NOIRLab also severed the connection between its computer network and the Mid-Scale Observatories (MSO) network located on Cerro Tololo and Cerro Pachón in Chile. This move rendered remote observations unfeasible for several telescopes, including the Víctor M. Blanco 4-meter and SOAR telescopes. Consequently, NOIRLab halted observations at eight additional affiliated telescopes in Chile.
Elusive Motivation
NOIRLab has abstained from divulging further details about the incident, even to its employees. Cybersecurity specialists are puzzled by the assailant’s rationale for targeting Gemini North. Von Welch, former head of the NSF Cybersecurity Center of Excellence, speculates that the attacker might not even realize that their target is an observatory.

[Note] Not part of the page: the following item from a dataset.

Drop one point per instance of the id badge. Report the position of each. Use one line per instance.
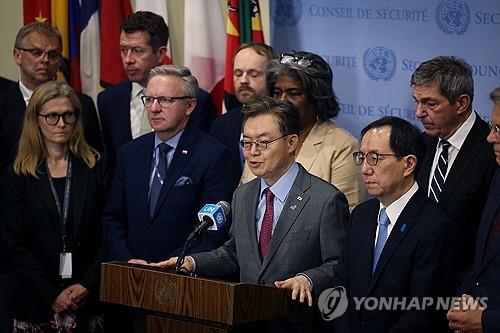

Astronomers are now driven to heighten cybersecurity protocols to safeguard their facilities, despite the lack of insight into how the systems of Gemini North and NOIRLab were breached. Gautham Narayan recommended that the entire astronomical community reevaluate its management of identity and access software and recognize the potential harm that a seemingly simple oversight like a lost password can incur.
Patrick Lin, leader of an NSF-backed space cybersecurity initiative at California Polytechnic State University, emphasized, “Even constructing the sturdiest, most impregnable fortress becomes ineffective if even a single door or window is left unlocked.” He further noted, “The weakest link often resides within us, the humans.”